RK Singh said the Home Ministry has directed all its paramilitary forces to take stern action against those separatist outfits who are extorting money from the people and are active in other illegal activities.
"After erection of border fencing along the India-Bangladesh border, the cross-border movement of militants would be checked and the security situation would be further improved."
There are some 30 rebel groups operating in the region after setting up their respective bases in Bangladesh, with demands ranging from secession to greater autonomy and the right to self-determination.
Accompanied by his Bangladesh counterpart CQK Mustaq Ahmed and senior officials of both the countries, the Indian home secretary was here to review progress of works of the under-construction Integerated Check Post (ICP) at Akhaurah border, near Tripura capital Agartala.
The then Home Minister P Chidambaram had laid the foundation stone of the ICP in May last year to boost trade with Bangladesh and facilitate trans-border passenger traffic.

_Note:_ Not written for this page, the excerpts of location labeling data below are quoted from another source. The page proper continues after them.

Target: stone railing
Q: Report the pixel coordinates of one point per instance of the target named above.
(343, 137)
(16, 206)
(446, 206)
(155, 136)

The estimated cost of Akhaurah ICP project, fourth in the series, is Rs 73.50 crore and the project is likely to be completed by March next year. The check post is just two km west of Agartala city.
The Akhaurah check post is one of the most important international trading land ports in eastern India, after the Petrapole check post in West Bengal, with an average of 200 Bangladeshi trucks loaded with goods for export coming to Tripura every day.
The ICPs are envisaged to overcome the infrastructural bottlenecks at the various entry and exit points on the land borders of India.
India has taken up an ambitious project of setting up 13 internationally standard ICPs along India's border with Pakistan, Bangladesh, Myanmar and Nepal. The central government has taken up the project as part of an 11th Plan scheme with an initial outlay of Rs 635 crore.